Code Monkey home page Code Monkey logo

insightproject's Introduction

AutoNews Financial

Real-time news summaries customized to your portfolio

About

AutoNews Financial is a news service that provides news summaries to users for companies that make up a significant proportion of their portfolios. User trades are passed along to this service to customize the news to their real-time portfolios. AutoNews Financial is built upon the following technologies:

  • Apache Kafka
  • Camus by LinkedIn
  • Apache HDFS
  • Spark
  • Spark Streaming
  • Apache Cassandra
  • Airflow by AirBnB
  • Flask

AutoNews Financial Website

AutoNews Financial reads in news from various sources and pushes them to users along with a link to the original source. A dashboard shows the latest trades made by the user, as well as their up-to-date portfolios. These are used to determine stocks of interest, so users do not have to manually adjust their news feed settings when they invest into or divest from particular stocks.

![Mobile Screenshot] (images/screenshot.png)

How It Works

AutoNews Financial reads in user trades and news as JSON messages using Kafka. These are processed in real-time using Spark Streaming, and updated share counts and news are updated in a Cassandra database. On the batch layer, Camus periodly loads Kafka messages into HDFS. The complete set of historical trades (half billion records as of Oct 1, 2015) are then processed in bulk using Spark and the share counts are loaded into Cassandra. Lambda architecture is implemented using Airflow, which maintains real-time counts from Spark Streaming while ensuring eventual consistency using the results of the batch calculations (see Lambda Architecture below).

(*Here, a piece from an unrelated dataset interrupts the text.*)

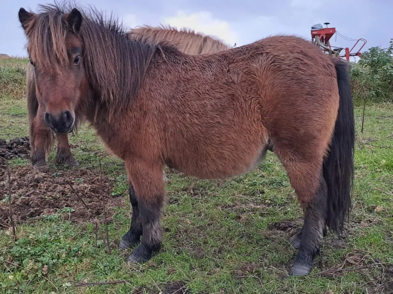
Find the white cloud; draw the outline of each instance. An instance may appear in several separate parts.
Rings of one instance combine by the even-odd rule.
[[[134,14],[127,14],[123,17],[123,23],[129,29],[133,29],[138,24],[136,19],[136,16]]]
[[[179,11],[176,16],[165,17],[165,24],[178,29],[185,27],[193,30],[195,33],[220,39],[228,45],[233,46],[239,42],[239,36],[231,25],[224,20],[214,18],[209,11],[199,11],[187,14]]]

![Pipeline] (images/pipeline.png)

Data Synthesis

User trades are simulated using a set of 1,000,000 users and the 30 companies that make up the Dow Jones Industrial Average. Every second, a random sample of 500,000 users select 1 of the 30 companies to trade. Trades are generated from a normal distribution and sent to Kafka as a JSON message using the rkafka library, v1.0. In addition, users 1 to 10 are selected as "super-traders" for the purposes of the project demonstration. Every second, 6 of these 10 users each select between 1 to 3 companies and makes a trade using the same method.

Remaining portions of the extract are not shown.